I'm just curious about what gets your rats into a boggling frenzy.


----------



## MissSix (Jul 8, 2014)

Gustav used to get boggling pretty much anytime he got to come along for a walk and get attention from strangers. It would freak people out, and I would have to explain to them that it just means he's enjoying himself. 

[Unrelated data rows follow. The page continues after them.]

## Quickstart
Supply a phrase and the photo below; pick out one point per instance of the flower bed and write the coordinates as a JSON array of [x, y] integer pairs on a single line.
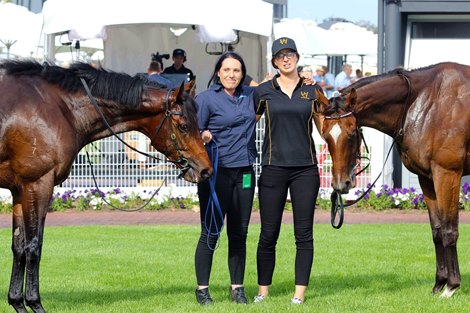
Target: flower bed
[[94, 199]]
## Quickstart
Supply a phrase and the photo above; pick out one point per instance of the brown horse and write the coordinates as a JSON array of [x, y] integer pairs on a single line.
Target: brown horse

Beadle does not boggle as much, usually just when we are snuggled up close together on the bed watching a movie together.


----------



## cirice (Nov 15, 2015)

One of my girls, Artemis, boggles almost any time you pet her. Also, since my rat cage is against the wall next to my bed, and right in front of my computer, if I'm sitting at my computer she'll sit in the corner of the cage closest to the computer desk. If I stick my fingers through the bars, she'll lick them and start boggling.


----------



## MinorRobot (Aug 13, 2014)

I have never seen any of my rats boggle. Maybe it's not a roof rat thing??
I'd read about it, of course, but the first time I saw a video of it I was pretty taken aback! Like I was not prepared for that lol. I could see how people might be freaked out by it if they didn't know.


----------



## pbyeerts (Nov 17, 2015)

I remember reading that not every rat does it.....


----------



## Tiwohunter (Nov 16, 2015)

Shinji does it if I'm giving him loves or when he is happy to see me. He is truly a happy go lucky chap and is very affectionate. I have never seen Sousuke boggle but he and I are still working on trusting each other so maybe one day?


----------